The Azure Media Player actually features some smart little features, including playback for audio in multiple languages. Incidentally, the Azure Service is also getting support for Google Widevine digital rights management

According to Microsoft’s Azure Media Services director Sudheer Sirivara,

Live Encoding allows you to send a single bitrate live feed to Azure Media Services, have it encoded into an adaptive bitrate stream and deliver it to a wide variety of clients for delivery in MPEG-DASH, Microsoft Smooth Streaming, Apple HLS, or Adobe HDS formats,

Thanks to the update, Customers of the Media Encoder Standard service will also be allowed to create live archives of their feeds in .MP4 format.

The move is Microsoft keeping up with the current trend among cloud providers, as they take Video encoding as a routine task, to be handled they can handle in house for customers.

Apart from general availability announcement, Microsoft Azure’s Media Encoder Standard now includes support for extracting sub-clips, i.e. taking a portion of the live stream and producing a new on-demand asset.
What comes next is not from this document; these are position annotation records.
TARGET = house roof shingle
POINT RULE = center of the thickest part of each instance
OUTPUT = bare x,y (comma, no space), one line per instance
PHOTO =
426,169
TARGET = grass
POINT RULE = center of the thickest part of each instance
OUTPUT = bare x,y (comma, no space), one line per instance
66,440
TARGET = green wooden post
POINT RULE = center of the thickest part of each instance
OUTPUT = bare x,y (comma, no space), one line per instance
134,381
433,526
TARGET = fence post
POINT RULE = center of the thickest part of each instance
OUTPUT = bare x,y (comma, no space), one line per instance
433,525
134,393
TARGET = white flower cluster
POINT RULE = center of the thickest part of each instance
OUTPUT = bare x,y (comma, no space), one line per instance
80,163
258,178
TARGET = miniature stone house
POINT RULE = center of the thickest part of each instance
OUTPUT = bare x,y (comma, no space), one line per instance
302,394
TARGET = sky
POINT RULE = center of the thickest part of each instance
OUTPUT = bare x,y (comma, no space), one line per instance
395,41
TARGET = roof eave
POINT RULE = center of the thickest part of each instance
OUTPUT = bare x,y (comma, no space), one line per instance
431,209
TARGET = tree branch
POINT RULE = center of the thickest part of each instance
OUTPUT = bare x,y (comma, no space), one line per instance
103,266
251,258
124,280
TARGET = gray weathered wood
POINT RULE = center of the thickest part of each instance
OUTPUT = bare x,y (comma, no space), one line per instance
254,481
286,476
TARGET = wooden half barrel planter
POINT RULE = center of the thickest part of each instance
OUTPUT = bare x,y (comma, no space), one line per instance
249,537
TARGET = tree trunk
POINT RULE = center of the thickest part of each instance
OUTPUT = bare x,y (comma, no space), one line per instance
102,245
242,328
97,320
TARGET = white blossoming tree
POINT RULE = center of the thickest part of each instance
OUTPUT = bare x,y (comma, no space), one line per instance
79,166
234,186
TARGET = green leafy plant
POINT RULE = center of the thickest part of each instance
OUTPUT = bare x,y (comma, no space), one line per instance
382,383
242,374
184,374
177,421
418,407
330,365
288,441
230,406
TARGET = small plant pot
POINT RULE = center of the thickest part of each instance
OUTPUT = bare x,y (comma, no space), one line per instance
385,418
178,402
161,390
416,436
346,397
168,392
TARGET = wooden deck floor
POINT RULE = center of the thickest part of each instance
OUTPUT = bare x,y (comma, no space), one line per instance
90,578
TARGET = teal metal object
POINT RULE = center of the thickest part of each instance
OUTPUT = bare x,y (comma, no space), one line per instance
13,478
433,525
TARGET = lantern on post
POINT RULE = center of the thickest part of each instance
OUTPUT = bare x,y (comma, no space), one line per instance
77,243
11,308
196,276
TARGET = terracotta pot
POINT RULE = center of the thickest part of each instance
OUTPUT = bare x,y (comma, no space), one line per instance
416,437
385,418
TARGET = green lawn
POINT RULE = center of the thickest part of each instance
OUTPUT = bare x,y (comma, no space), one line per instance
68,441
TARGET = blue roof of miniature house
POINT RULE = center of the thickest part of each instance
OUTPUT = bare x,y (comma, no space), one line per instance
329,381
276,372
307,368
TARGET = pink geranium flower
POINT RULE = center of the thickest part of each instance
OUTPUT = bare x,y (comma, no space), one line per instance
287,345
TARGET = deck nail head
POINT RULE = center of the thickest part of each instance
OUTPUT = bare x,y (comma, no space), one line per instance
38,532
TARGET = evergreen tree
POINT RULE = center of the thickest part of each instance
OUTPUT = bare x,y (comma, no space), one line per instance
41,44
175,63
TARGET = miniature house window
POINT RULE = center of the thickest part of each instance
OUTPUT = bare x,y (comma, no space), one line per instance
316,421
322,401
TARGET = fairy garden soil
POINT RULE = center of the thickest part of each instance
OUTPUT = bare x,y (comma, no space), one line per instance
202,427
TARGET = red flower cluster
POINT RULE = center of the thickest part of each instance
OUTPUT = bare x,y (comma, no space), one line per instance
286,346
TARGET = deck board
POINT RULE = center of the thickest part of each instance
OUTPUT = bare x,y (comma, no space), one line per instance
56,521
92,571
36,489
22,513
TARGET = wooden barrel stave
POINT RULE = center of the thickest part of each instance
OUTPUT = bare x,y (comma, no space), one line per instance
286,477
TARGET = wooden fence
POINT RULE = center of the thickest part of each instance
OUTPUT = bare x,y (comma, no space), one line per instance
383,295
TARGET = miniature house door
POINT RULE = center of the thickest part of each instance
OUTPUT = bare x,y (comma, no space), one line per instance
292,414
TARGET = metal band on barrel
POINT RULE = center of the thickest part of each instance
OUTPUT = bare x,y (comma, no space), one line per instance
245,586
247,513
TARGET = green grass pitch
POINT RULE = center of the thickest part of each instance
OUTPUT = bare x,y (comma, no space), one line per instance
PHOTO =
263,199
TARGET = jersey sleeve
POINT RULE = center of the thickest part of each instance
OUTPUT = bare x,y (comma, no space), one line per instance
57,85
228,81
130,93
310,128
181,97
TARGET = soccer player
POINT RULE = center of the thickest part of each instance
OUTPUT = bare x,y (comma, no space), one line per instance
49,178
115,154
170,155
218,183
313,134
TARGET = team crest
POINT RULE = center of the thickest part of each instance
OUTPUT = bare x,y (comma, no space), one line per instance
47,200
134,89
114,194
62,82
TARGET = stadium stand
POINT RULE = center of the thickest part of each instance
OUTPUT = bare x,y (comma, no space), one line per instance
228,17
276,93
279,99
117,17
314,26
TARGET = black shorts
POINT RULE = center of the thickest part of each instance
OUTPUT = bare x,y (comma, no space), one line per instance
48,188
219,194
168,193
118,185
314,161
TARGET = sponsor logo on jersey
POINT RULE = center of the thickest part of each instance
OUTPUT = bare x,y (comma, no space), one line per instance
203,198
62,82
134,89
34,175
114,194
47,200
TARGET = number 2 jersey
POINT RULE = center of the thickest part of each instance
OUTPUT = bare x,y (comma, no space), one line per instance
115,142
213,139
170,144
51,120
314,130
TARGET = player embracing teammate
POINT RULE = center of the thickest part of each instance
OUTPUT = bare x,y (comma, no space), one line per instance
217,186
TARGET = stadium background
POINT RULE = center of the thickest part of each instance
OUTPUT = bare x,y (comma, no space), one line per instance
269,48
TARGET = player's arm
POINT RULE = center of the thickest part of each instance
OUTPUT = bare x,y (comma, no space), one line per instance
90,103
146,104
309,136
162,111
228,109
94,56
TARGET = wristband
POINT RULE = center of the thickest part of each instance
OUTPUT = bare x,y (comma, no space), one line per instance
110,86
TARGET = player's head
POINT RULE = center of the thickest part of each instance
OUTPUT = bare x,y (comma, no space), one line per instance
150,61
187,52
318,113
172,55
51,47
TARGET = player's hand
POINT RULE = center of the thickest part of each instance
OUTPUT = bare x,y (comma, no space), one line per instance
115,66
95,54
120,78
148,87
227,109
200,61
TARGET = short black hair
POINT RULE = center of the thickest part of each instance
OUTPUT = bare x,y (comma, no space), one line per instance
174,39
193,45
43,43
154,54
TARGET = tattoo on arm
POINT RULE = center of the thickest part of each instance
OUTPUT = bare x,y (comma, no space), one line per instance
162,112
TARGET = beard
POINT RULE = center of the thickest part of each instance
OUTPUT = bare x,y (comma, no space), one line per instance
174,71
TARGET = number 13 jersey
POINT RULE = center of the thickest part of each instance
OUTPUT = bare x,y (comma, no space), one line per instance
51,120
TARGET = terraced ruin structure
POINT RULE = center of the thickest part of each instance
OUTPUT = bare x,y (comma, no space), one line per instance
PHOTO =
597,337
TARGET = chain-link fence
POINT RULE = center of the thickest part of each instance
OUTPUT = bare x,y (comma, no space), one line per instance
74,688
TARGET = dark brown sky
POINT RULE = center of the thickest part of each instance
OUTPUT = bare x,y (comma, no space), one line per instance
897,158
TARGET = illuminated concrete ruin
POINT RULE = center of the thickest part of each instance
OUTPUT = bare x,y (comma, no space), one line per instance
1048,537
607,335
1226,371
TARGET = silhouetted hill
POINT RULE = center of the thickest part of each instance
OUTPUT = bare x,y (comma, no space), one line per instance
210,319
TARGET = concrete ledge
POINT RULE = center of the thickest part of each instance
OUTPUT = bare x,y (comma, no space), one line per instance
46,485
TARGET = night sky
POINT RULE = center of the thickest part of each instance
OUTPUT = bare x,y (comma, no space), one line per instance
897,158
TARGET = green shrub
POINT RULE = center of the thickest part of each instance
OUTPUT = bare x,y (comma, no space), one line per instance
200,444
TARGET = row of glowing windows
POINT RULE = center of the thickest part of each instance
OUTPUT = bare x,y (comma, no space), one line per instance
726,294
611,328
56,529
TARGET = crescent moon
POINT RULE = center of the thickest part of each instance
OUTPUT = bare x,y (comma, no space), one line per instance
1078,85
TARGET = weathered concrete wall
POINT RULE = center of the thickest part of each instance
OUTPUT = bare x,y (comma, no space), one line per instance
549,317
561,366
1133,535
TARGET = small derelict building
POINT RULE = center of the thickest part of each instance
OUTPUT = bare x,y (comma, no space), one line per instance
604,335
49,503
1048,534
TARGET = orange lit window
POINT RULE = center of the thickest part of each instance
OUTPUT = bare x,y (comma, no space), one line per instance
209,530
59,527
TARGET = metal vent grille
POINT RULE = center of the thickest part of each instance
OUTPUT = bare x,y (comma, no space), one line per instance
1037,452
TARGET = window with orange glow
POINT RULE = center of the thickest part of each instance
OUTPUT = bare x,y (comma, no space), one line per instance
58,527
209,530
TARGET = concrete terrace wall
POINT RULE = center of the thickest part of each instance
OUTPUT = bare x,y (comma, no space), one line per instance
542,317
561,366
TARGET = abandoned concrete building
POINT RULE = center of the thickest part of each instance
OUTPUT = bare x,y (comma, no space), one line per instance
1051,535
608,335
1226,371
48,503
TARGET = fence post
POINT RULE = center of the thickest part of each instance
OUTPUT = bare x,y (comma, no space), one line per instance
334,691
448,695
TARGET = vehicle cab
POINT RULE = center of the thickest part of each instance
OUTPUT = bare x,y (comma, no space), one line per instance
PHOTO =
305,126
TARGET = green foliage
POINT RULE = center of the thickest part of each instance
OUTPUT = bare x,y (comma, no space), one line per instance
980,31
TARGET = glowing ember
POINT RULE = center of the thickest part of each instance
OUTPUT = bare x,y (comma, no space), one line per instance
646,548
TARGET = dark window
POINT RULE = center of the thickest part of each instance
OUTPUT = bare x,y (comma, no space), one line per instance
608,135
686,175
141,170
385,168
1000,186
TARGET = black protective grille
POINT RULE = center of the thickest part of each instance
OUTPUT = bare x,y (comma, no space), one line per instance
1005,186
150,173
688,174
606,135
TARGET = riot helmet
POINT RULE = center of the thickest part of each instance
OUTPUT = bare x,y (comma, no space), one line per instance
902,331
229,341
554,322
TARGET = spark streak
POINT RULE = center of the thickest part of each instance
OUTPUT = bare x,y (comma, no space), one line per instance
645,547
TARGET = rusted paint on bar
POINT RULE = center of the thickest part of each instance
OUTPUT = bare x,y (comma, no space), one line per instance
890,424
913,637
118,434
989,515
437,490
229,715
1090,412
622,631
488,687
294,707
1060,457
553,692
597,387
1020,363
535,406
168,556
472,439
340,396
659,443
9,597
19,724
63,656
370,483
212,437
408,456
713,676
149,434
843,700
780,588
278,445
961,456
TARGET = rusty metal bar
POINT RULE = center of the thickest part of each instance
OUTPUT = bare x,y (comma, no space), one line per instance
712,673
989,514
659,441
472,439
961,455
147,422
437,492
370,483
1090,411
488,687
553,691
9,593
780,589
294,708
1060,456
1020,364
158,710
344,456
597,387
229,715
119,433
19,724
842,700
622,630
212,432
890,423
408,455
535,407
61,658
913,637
Media Encoder Standard now also has the ability to extract live archives as MP4s for subsequent syndication.

Interestingly though, AWS, Amazon’s cloud offering which also happens to be the biggest such public cloud offering available right now, acquired Elemental Technologies which provides video encoding services for many media companies. The deal was reportedly worth over $500 Million.

If you didn’t notice though, Microsoft recently cut prices by offering cheaper cloud infrastructure to stay relevant in the fiercely competed public cloud domain.